(4bj) Design of Pharmaceutical Crystallizers Using Dual-Impinging-Jet Mixers, Multi-Phase Flow, and Controlled Dynamic Operations

Jiang, M., Massachusetts Institute of Technology

Crystallization is a key unit operation in the pharmaceutical industry. The crystal size distribution (CSD) can affect the efficacy of drug products (such as the amount of drug reaching the lungs from a nasal spray) as well as the efficiency of downstream processes such as filtration and milling. CSD control can be challenging when the crystallization simultaneously includes many phenomena, such as growth, particle attrition and breakage, agglomeration, and primary and secondary heterogeneous nucleation. This poster describes new crystallizer designs that greatly enhance the control of the crystal size distribution. One strategy is to exploit dual-impinging-jet mixers and/or multiphase flow to decouple nucleation and growth so that these phenomena can be individually controlled. Another strategy is to increase the degrees of freedom in the dynamic operation of the crystallizer. Experimental validation confirmed that the designs suppressed secondary nucleation, attrition, and aggregation/agglomeration—phenomena that worsen the ability to control the CSD but are dominant in most existing crystallizer designs.
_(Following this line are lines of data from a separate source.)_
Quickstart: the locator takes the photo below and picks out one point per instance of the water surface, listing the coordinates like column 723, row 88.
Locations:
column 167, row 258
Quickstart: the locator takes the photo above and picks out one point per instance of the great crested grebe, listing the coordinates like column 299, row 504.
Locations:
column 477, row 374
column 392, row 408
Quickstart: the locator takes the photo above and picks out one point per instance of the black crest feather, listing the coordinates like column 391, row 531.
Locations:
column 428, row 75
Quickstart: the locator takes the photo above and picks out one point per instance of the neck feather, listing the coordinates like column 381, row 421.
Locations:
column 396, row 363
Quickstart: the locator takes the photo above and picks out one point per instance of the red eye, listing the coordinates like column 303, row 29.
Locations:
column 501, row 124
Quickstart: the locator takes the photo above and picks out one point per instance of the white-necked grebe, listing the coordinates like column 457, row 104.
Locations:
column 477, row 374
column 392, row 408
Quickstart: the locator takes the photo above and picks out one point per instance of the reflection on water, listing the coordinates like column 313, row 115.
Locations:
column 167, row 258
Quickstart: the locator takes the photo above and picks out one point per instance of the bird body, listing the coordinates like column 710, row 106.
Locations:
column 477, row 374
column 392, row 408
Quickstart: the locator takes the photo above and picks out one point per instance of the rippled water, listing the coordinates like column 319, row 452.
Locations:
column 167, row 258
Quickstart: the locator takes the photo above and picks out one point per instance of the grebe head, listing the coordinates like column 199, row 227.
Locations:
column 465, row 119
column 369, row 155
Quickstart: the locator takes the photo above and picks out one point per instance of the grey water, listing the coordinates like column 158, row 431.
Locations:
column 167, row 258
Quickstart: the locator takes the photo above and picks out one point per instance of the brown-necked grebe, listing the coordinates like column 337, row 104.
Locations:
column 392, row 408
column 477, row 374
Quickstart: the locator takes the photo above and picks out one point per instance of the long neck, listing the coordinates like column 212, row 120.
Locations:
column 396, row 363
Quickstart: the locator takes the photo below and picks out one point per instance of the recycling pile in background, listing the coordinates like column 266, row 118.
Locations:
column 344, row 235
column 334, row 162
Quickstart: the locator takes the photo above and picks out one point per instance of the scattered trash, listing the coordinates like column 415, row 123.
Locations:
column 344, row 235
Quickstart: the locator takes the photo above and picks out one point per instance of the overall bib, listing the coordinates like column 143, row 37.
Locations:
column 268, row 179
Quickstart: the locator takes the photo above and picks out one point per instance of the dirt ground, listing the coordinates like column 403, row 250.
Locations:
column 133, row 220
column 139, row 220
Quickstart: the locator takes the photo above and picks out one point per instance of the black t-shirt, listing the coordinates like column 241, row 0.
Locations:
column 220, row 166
The last portion of the poster will propose some new design strategies for the crystallization of biopharmaceuticals, especially proteins, which constitute a growing proportion of new therapeutic compounds. Strategies are proposed both for the generation of single protein crystals for use in determining the protein structure for use in drug design, and for the generation of large quantities of protein crystals as a route towards inexpensive purification, extended shelf-life, or alternative modes of drug delivery.